This is truly the most helpful thing on this topic I've read in a long time. Your personal story also meant a lot to me: I lost my son to cancer two years ago, and during the (mere) six months he was sick and in treatment and then dying, I was swept along by the relentless PMA he and his wife adopted. I wish I'd read this then. I'll hold it in my thoughts for the next time–and I know there will be a next time–and for making it through the current national nightmare. Thank you.
Well said. My country (Poland) is going through a period similarly depressing for anyone who is old enough (and cares) to remember what life was like before the first free elections after World War II in 1989. The current government, breaking the constitution, largely did away with the separation of powers and will be soon capable of simply declaring any election result it doesn't like null and void.

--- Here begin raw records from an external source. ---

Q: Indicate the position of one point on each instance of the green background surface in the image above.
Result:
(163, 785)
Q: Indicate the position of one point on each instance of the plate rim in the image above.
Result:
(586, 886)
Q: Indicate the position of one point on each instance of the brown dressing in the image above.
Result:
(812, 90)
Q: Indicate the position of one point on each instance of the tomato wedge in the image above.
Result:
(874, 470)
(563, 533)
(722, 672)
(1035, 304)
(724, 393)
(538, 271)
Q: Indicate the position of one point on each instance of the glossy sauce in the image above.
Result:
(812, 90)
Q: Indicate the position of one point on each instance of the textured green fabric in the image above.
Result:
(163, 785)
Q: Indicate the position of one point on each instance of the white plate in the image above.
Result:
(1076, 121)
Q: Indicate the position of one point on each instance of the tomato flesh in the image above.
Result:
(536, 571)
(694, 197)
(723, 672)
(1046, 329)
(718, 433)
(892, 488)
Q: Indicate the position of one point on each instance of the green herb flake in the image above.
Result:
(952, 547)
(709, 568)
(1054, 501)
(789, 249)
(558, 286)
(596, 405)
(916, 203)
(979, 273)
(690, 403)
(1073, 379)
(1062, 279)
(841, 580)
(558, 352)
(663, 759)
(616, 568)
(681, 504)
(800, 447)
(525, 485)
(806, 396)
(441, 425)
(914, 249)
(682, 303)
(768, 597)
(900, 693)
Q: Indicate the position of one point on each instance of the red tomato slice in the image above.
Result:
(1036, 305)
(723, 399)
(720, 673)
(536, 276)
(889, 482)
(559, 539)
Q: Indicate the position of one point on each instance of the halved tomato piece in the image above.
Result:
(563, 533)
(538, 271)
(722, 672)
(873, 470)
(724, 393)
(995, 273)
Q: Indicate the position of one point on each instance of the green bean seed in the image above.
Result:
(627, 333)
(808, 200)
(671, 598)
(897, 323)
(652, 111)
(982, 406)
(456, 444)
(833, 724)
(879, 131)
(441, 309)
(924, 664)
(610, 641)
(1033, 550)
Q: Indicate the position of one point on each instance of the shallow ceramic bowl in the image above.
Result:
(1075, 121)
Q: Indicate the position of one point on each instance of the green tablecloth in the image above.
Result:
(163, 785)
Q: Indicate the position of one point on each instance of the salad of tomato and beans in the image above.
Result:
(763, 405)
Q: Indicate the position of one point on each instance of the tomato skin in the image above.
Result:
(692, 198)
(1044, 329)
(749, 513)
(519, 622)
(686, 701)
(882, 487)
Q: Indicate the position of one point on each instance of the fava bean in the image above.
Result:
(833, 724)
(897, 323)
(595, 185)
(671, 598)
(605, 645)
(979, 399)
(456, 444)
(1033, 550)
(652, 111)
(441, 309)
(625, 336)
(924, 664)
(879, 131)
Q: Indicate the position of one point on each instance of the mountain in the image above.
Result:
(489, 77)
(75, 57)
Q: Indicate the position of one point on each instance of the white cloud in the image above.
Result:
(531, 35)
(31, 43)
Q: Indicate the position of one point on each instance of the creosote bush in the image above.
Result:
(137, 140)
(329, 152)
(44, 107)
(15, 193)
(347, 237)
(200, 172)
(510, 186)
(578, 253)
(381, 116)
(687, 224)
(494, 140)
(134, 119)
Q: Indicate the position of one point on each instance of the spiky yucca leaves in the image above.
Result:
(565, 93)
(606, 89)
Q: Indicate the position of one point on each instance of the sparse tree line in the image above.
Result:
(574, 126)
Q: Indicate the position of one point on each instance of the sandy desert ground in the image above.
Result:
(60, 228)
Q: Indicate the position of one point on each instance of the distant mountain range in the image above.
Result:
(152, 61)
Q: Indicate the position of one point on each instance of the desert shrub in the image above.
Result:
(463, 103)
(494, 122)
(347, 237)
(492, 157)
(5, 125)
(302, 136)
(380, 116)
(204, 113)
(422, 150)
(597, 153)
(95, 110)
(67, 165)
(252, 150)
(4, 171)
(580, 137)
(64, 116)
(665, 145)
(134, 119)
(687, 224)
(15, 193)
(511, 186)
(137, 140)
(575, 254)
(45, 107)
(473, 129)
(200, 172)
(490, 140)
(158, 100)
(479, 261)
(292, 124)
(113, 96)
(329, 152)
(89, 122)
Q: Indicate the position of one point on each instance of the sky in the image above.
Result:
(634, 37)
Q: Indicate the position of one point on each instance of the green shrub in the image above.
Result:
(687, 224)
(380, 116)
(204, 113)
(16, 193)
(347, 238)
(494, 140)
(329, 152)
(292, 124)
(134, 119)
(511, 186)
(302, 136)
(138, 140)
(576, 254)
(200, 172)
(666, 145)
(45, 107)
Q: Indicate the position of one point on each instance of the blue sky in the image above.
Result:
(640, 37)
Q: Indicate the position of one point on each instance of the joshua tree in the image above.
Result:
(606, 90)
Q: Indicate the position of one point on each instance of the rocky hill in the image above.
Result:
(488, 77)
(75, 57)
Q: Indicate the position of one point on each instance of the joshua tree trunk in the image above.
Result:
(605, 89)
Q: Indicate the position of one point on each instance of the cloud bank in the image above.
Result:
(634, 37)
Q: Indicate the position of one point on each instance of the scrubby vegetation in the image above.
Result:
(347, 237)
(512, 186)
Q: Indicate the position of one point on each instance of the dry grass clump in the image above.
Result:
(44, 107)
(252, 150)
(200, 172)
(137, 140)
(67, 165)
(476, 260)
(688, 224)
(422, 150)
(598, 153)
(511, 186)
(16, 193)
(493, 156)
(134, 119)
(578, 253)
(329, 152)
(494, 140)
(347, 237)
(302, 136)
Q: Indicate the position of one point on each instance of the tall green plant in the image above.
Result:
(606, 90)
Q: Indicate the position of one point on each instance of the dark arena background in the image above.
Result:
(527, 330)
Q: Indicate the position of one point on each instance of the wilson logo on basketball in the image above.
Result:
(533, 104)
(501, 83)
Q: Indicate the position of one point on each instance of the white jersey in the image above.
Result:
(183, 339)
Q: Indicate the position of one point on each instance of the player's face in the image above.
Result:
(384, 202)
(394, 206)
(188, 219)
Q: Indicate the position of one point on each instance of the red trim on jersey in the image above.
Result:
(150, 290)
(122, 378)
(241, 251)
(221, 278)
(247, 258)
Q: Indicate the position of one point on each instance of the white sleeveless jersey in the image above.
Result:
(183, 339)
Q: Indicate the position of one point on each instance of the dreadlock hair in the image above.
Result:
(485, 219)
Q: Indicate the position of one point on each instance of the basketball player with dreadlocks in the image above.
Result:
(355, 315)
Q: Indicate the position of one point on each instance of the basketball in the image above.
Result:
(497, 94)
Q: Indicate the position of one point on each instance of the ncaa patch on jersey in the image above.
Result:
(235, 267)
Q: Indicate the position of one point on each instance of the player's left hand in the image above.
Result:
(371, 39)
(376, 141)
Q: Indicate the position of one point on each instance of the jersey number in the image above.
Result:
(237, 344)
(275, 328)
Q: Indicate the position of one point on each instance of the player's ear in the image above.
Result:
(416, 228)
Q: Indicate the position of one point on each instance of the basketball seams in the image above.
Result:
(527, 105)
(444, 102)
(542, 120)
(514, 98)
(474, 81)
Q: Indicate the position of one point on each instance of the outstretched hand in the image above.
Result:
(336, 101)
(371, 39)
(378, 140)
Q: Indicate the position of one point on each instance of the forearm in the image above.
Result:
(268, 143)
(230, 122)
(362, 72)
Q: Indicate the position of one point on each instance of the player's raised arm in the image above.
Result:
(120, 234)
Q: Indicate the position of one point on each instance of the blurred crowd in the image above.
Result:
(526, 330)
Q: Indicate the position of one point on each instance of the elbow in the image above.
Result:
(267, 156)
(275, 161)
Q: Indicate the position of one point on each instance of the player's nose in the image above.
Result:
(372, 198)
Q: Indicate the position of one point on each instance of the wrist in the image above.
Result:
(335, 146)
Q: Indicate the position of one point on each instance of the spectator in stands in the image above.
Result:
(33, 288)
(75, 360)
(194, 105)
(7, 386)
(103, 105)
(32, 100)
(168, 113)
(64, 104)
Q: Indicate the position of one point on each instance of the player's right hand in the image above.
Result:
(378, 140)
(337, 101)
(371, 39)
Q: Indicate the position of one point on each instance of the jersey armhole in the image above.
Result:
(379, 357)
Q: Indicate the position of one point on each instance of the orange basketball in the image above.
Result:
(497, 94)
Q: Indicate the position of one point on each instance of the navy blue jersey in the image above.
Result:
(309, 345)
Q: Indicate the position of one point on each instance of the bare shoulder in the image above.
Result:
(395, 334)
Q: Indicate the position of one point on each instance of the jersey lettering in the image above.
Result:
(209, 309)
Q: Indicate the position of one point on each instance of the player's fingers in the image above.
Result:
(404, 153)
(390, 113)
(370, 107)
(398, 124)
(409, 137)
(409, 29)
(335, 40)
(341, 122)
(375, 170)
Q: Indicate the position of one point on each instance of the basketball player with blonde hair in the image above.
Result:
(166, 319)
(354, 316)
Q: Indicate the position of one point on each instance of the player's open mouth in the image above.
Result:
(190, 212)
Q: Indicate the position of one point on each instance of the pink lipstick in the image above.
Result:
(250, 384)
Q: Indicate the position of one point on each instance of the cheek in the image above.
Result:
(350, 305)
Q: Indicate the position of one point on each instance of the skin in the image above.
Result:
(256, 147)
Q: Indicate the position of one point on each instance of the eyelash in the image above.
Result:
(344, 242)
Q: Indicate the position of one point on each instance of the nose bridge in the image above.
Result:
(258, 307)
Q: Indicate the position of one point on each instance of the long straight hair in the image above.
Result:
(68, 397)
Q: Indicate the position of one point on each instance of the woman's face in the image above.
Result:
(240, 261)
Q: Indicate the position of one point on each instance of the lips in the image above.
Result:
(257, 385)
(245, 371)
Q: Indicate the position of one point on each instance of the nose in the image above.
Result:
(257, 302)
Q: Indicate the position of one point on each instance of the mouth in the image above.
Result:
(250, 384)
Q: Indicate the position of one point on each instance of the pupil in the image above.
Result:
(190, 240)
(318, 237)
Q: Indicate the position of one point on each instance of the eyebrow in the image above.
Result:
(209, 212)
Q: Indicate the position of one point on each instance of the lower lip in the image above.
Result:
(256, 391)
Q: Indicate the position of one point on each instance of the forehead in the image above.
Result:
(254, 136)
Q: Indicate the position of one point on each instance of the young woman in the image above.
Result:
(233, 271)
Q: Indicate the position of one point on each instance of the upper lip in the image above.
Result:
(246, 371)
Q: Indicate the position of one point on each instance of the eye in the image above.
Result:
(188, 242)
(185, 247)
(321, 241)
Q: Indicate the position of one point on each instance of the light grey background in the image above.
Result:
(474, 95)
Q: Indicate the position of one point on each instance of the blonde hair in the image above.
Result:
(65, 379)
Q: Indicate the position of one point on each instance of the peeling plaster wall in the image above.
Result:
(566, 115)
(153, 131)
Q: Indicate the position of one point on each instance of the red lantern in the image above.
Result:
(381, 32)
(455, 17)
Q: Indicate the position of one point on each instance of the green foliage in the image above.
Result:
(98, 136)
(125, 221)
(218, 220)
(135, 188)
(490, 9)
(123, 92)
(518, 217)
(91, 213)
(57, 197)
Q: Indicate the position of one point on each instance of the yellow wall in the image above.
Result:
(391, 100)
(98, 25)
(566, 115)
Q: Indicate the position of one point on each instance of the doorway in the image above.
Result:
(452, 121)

And we do what we can, which sometimes means going to picket the parliament while a particularly horrible law is being passed, but sometimes it means staying away from the news to preserve one's energy for another day.
It always helps to remember that back in the early 1980s we had very little hope for things to get better in our lifetimes; we expected the nuclear doomsday to arrive sooner rather than later. But we did what we could, and here we are.
A still free press is the only thing that helps me retain a modified PMA. Thanks for your post today
Don't get depressed…get organized ! The worst Democrat is light years ahead of the best currant GOP…so do not let outsiders derail a new Democrat majority .Organizing Democrats (and Unitarians)is like herding cats . But….If you have a large stinking fish herding cats is easy . The currant GOP majority is one mutha of a large stinking fish !
I suppose it could be a Freudian slip, but I can only read this well-thought piece as equating the Trump presidency with cancer.
Thank you for this piece. Much of your thinking is captured in a book by Stephen Batchelor called LIVING WITH THE DEVIL. He calls uncertainty, if you will, as the "radical contingency of experience." When we try to deny, escape, explain away this experience, we live in delusion. When you and your wife acknowledge the uncertainty, then we can live more fully in the present. It beats living in the past, future, and/or a deluded present!